382 Order and Disorder in Global Affairs (4) Modern and post-modern perspectives on changes in the inter-state system, relations among cultures and civilizations, the conditions of ecologically sustainable human development. Recommended preparation: IR 100x, IR 101x or IR 210.
383 Third World Negotiations (4) Origins, intensity, management and/or resolution of regional conflicts in developing countries and the role and intervention of great powers.
384 Introduction to Asian Security (4) Introduction to key security trends in Asia-Pacific, emphasizing strategic competition between U.S., Russia, and China; regional military capabilities; rise of neutrality politics.

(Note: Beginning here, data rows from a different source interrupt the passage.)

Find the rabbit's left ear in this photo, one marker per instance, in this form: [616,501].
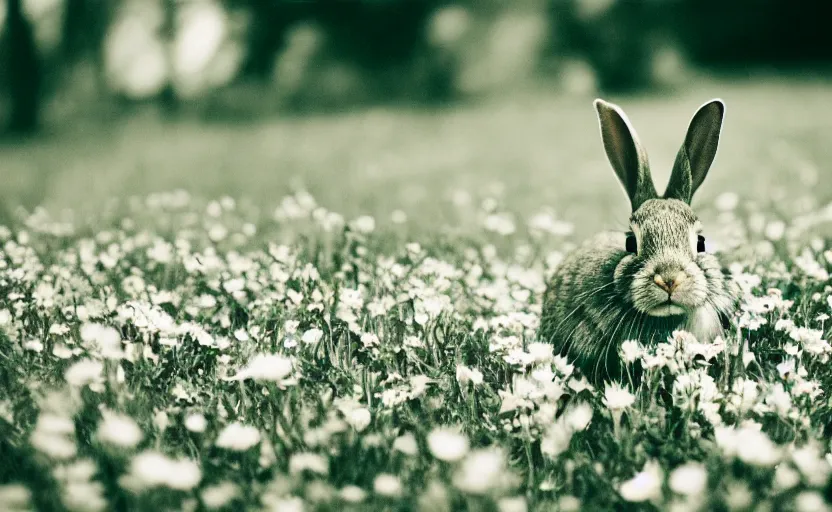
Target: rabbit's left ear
[697,153]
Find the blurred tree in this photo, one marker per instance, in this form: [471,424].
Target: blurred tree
[168,96]
[24,70]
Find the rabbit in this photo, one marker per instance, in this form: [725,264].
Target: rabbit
[653,279]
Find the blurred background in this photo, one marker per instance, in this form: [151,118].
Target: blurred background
[412,105]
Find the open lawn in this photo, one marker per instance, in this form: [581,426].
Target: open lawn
[540,149]
[319,352]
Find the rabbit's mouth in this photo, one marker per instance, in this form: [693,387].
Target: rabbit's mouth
[668,308]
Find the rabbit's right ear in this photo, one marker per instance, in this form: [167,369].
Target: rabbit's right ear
[628,159]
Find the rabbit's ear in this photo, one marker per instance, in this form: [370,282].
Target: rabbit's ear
[697,153]
[626,155]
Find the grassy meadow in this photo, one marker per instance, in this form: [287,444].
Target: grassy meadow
[340,313]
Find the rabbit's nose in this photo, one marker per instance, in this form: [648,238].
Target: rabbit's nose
[669,281]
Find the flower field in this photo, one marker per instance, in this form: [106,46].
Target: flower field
[181,354]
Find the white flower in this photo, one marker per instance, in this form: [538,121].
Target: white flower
[268,367]
[465,375]
[406,444]
[33,345]
[364,224]
[689,479]
[513,504]
[312,336]
[447,444]
[579,416]
[311,462]
[238,437]
[775,230]
[359,419]
[153,469]
[387,485]
[83,373]
[219,495]
[196,423]
[398,217]
[785,477]
[646,485]
[727,201]
[750,444]
[482,471]
[119,430]
[617,398]
[352,494]
[106,338]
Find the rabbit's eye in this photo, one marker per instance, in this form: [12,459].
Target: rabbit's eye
[631,245]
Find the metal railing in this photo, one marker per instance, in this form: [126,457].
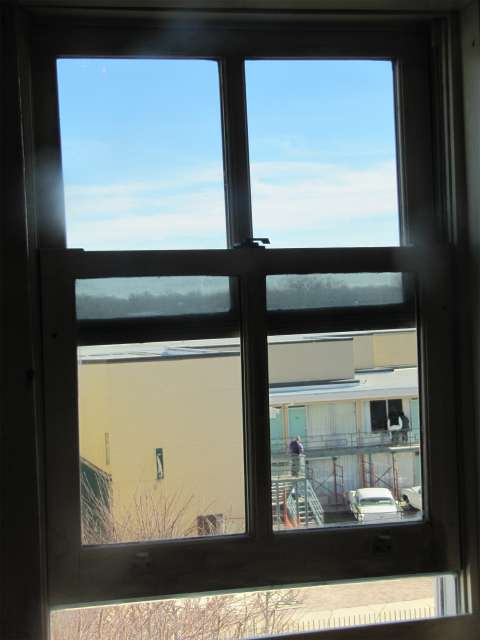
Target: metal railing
[302,496]
[356,440]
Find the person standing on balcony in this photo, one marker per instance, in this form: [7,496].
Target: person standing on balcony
[405,426]
[296,449]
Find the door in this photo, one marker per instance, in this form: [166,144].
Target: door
[277,437]
[296,422]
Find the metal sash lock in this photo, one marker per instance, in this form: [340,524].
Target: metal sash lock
[252,243]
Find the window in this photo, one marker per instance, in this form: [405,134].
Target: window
[384,412]
[248,306]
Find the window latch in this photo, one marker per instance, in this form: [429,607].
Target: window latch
[252,243]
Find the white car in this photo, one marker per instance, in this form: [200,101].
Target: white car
[413,497]
[373,504]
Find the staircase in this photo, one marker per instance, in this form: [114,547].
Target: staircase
[295,504]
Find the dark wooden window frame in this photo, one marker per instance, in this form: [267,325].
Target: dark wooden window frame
[89,574]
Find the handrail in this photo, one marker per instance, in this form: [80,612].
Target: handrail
[351,440]
[302,488]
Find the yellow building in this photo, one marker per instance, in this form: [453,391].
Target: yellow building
[163,422]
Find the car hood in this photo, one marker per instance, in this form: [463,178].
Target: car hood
[381,508]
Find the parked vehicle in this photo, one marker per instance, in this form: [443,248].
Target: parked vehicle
[412,496]
[373,504]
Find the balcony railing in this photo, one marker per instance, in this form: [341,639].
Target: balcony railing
[356,440]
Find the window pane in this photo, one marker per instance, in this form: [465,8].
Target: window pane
[345,429]
[322,152]
[101,298]
[263,613]
[316,291]
[161,440]
[142,153]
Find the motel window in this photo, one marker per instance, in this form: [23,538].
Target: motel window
[381,411]
[253,216]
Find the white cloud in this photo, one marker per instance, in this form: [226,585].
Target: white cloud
[188,210]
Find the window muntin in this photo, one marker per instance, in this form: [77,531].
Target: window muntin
[322,152]
[141,153]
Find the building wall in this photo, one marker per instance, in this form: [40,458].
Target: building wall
[395,349]
[310,361]
[191,409]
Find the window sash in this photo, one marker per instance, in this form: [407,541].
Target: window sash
[82,574]
[230,43]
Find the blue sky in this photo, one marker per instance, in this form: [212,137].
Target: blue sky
[142,153]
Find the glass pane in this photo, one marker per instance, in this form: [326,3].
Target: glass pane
[142,153]
[101,298]
[263,613]
[316,291]
[322,152]
[345,429]
[161,440]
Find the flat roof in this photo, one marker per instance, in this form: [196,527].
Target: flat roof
[202,348]
[372,384]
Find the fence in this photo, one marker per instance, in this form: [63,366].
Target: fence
[332,621]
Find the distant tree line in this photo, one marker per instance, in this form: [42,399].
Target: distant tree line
[300,294]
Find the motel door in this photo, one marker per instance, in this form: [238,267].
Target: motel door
[296,423]
[277,436]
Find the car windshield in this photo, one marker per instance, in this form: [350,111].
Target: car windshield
[366,502]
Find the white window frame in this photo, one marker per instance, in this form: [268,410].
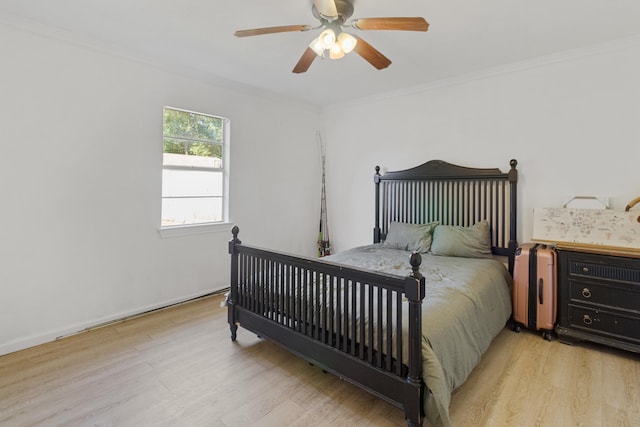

385 European Foreign Policy and Security Issues (4) Western European foreign policy and defense issues; consensus and trends underscoring political and strategic change and policy alternatives in postwar European alliances. Course will rely heavily on case teaching approach.
386 International Terrorism and Liberal Democracy (4) Examination of the nexus of terrorist threat and governmental response. Specifically, the class analyzes both terrorism’s effectiveness as a means to achieve political change and the challenges faced by the liberal democratic state in responding to international terrorist campaigns.
390 Special Problems (1-4) Supervised, individual studies. No more than one registration permitted. Enrollment by petition only.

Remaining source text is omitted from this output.